Todo Knockemstiff estaba dormido, hasta los perros, y yo no tenía dónde ir. Para
cuando llegué al edificio de hormigón del bar de Hap, ya casi me había congelado.
Me quedé temblando en medio del camino, intentando decidir qué hacer, y por fin
salté por encima de la zanja de desagüe y trepé por la ladera. Los brezos y los
matorrales me rasgaron la piel y me hicieron jirones la ropa, pero al final llegué
al coche del Búho.
Abrí la puerta oxidada y me metí en el Newport.
Prendí el encendedor y miré a mi alrededor. Había plumas grises y sucias por todas
partes; el suelo de tela descolorido estaba cubierto de cagadas blancas y secas.
Por debajo de mis botas oí un crujido como de ramas secas. Sosteniendo el Zippo
cerca de mis pies, vi que el suelo estaba lleno de huesecillos finos y blancos de
animales. Se me ocurrió que tal vez pertenecieran a las víctimas del Búho. Cerré
tanto como pude las ventanillas rebeldes y me acurruqué en el asiento, dejando solamente
los ojos por encima de la salpicadera rota.
Después de terminarme la botella de Albert
y tragarme dos de sus pastillas de Demerol, me tumbé como pude en el asiento delantero.

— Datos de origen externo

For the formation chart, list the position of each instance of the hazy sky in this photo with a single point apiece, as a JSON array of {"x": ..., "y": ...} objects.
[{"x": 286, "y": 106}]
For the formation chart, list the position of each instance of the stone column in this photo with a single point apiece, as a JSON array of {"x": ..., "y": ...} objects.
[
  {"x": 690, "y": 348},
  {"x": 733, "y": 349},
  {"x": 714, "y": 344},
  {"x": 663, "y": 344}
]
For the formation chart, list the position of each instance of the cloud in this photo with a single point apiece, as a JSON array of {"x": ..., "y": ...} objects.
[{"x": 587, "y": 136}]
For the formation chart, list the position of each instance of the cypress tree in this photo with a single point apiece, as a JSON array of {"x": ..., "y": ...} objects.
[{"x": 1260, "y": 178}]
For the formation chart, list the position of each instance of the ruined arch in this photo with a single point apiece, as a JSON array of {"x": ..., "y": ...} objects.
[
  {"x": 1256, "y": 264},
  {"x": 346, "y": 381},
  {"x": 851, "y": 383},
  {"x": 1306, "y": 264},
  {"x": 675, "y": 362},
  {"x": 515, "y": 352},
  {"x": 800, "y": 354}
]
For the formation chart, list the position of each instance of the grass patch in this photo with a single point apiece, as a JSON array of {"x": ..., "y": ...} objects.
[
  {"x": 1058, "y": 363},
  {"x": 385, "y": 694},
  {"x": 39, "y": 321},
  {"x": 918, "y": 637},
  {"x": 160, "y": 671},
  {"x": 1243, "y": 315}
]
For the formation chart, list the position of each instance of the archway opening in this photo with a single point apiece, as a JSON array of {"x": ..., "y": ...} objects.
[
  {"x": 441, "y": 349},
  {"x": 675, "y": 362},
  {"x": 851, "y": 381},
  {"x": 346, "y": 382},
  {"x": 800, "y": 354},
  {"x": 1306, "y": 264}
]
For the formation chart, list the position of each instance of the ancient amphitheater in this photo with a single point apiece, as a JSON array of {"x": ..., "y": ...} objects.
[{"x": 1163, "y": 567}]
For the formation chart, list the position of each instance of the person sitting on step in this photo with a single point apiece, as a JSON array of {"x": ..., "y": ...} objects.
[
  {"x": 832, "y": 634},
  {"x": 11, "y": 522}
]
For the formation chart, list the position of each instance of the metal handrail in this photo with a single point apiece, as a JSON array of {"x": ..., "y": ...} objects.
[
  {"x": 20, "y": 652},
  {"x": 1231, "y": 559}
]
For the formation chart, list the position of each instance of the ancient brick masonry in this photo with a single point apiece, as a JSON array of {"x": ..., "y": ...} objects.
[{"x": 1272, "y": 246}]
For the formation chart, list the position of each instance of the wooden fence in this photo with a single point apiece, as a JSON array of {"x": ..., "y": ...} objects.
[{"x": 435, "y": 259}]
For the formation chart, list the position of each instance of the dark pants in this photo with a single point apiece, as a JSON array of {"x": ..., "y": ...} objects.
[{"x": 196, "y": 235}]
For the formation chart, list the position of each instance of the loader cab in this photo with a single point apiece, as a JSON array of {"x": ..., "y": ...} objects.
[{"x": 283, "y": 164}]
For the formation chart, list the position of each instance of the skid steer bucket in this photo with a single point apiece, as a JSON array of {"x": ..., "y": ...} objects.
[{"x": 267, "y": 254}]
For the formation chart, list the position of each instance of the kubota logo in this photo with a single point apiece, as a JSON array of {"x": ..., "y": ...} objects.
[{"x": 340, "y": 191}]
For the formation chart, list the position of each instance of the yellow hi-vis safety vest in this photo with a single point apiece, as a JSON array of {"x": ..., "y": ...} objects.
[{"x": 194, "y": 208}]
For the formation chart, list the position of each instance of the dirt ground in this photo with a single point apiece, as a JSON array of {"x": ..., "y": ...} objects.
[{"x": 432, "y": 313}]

Cerré los ojos y me hundí más y más en ese mundo solitario que sólo conoce la gente
que duerme en vehículos abandonados. Mientras pasaba un coche traqueteando por el
camino de más abajo, me acordé de la historia de cómo el tío de Sandy, Wimpy Miller,
se había muerto de congelación dentro de un contenedor detrás del Sack N’ Save,
con el cuerpo sepultado bajo lechugas caducadas. Luego pensé en Hawái y traté de
invocar la arena caliente de una playa tropical y las cálidas noches de seda del
paraíso.
El viento volvió a levantarse, meciendo el
viejo coche de un lado para otro. Los copos de nieve entraban por las ventanillas
mal cerradas y se arremolinaban encima de mí. Estiré el brazo y cogí del suelo el
minúsculo cráneo de un pobre pajarillo. Lo sostuve un buen rato en la mano. Daba
la impresión de que todo lo que había hecho en mi vida, lo bueno y lo malo, estaba
allí. A continuación me lo metí, fino y frágil como un huevo, en la boca.